Un Diablo de clase baja…¿Cómo tomaste una decisión tan equivocada?

Te garantizo que soy capaz de darte más de lo que él puede… Mucho más.

Manonegra se sintió paralizado al observar a Saydis, pero no habló.

Las relaciones entre los Nueve Infiernos eran complicadas.

Sólo era un Guardián recién promovido del Señor del Infierno Chamuscado, así que no comenzaría un conflicto con el segundo hijo de otro Señor.

Saydis observó a Manonegra y luego dirigió su atención a Marvin, cuyos ojos verdes parecían atravesar todo: —Espera, aún no eres parte del Infierno… Parece que me equivoqué antes, pues no eres un heredero calificado del Infierno… Fascinante.

Tu linaje… Jeje.

Marvin escuchó con calma, ya que no estaba preocupado.

Quería escuchar más cosas útiles del propio Saydis.

Pero él le preguntó de pronto: —¿Quieres involucrarte en mis problemas con ese tramposo?

Manonegra respondió con calma: —Señor Saydis, sólo soy un guía.

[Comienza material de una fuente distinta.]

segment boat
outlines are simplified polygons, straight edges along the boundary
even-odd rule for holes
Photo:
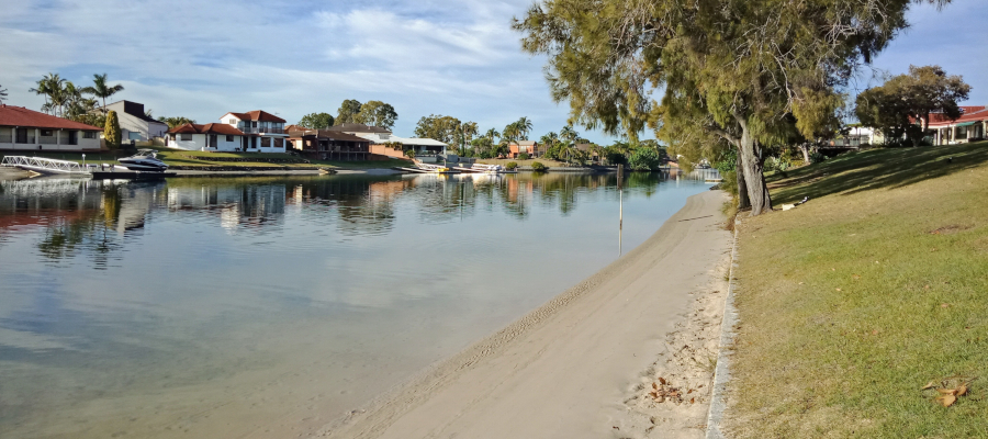
[[[158,159],[158,151],[154,149],[138,149],[137,154],[116,161],[124,168],[138,172],[165,172],[168,169],[168,165]]]

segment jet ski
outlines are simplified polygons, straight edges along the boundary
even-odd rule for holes
[[[119,159],[121,165],[124,168],[127,168],[132,171],[139,172],[165,172],[168,169],[168,165],[165,165],[164,161],[158,160],[158,151],[154,149],[138,149],[137,154],[131,157],[124,157]]]

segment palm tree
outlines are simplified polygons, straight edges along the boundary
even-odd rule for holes
[[[531,133],[531,121],[526,116],[521,116],[518,122],[515,122],[515,126],[521,139],[527,139],[528,133]]]
[[[110,98],[116,94],[117,91],[123,91],[123,86],[108,86],[106,85],[106,74],[103,75],[93,75],[92,76],[92,87],[87,87],[82,89],[83,93],[92,94],[97,98],[103,100],[103,112],[106,112],[106,98]]]
[[[42,106],[42,111],[44,111],[45,113],[50,112],[52,114],[55,114],[57,105],[50,104],[48,98],[57,94],[61,90],[64,83],[65,79],[61,79],[58,74],[48,74],[37,81],[37,87],[27,91],[33,92],[34,94],[44,94],[45,105]]]

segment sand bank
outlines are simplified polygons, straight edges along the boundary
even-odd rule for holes
[[[703,437],[730,257],[725,201],[692,196],[625,257],[318,436]]]

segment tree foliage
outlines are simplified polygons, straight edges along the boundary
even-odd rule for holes
[[[357,115],[360,114],[361,106],[363,106],[363,104],[356,99],[344,100],[343,103],[339,104],[339,110],[336,112],[336,123],[360,123],[357,120]]]
[[[863,125],[880,130],[887,139],[905,135],[919,145],[930,126],[930,114],[961,117],[958,102],[969,93],[964,78],[947,76],[940,66],[909,66],[908,75],[891,77],[858,94],[854,113]]]
[[[326,130],[336,123],[336,119],[329,113],[308,113],[299,121],[299,126],[310,130]]]
[[[391,106],[390,103],[367,101],[367,103],[360,105],[360,111],[357,113],[355,121],[364,125],[391,130],[394,126],[394,122],[397,121],[397,112],[394,111],[394,106]]]
[[[542,0],[514,27],[526,52],[549,56],[551,95],[574,123],[632,143],[649,126],[678,149],[737,148],[757,215],[772,209],[762,147],[835,119],[840,88],[918,2]]]
[[[120,131],[120,121],[116,119],[116,112],[110,110],[106,113],[106,125],[103,127],[103,138],[106,140],[106,147],[110,149],[120,149],[122,133]]]

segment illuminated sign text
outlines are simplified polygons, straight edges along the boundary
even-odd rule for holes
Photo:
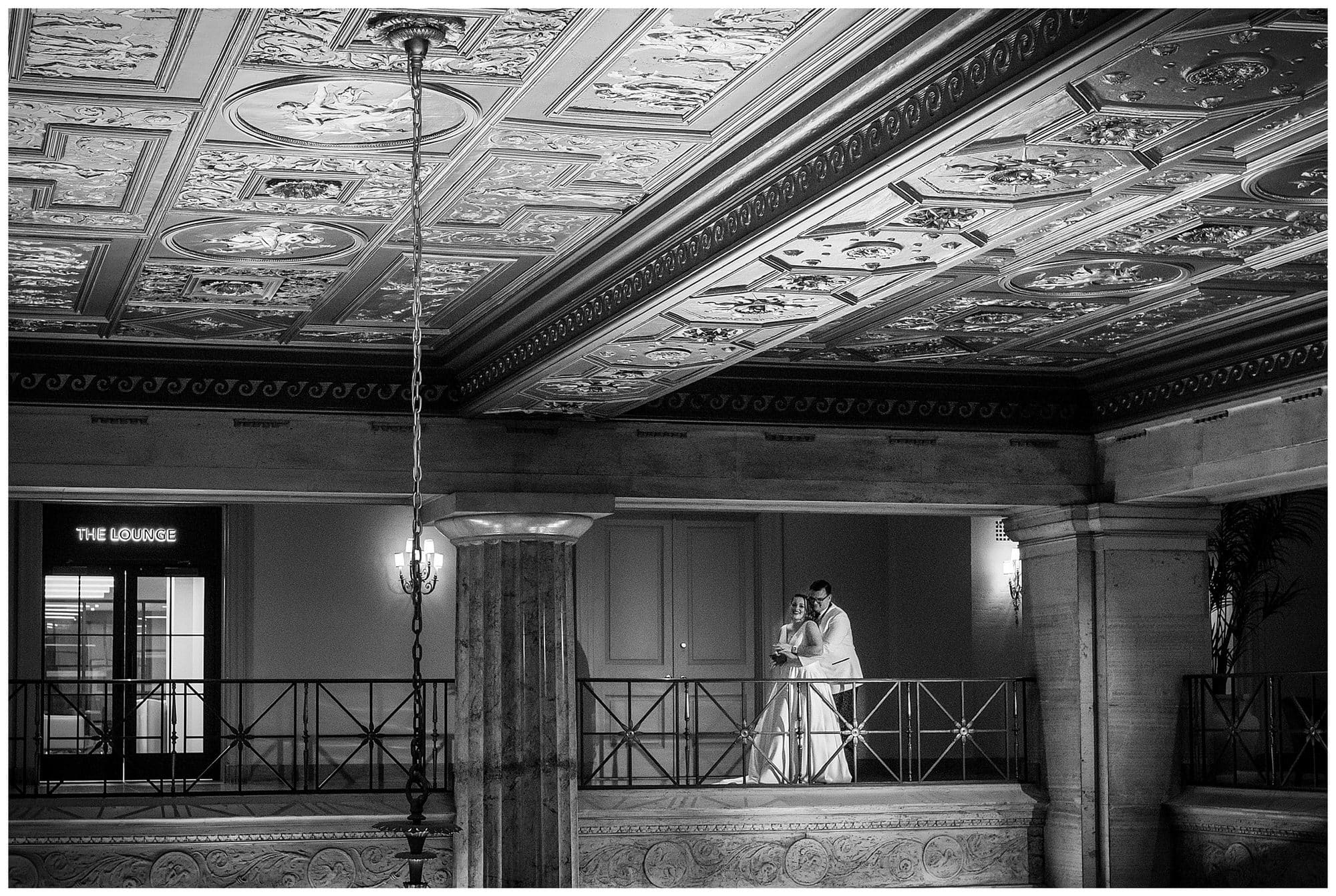
[[[79,541],[174,543],[176,541],[176,530],[154,529],[150,526],[75,526],[75,537]]]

El Señor Marvin siente mucho interés en las Hojas de Sodoma, así que soy responsable de llevarlo a ellas.

No sé de nada más.

Saydis soltó una risa vacía, pareciendo incrédulo.

Se dirigió de nuevo a Marvin y preguntó: —¿Qué le diste?

Marvin mostró sus manos vacías, implicando que no había pagado.

Saydis pareció sorprendido por un momento antes de mostrar una extraña sonrisa y preguntar: —¿Servicio gratis?

Señor Marvin, no sé qué tanto conozca el mundo de los Diablos… Pero hay algo de lo que debería estar consiente.

No existe el servicio gratis en este mundo.

Todo tiene un precio.

Y con una significativa sonrisa, advirtió: —Debería tener cuidado.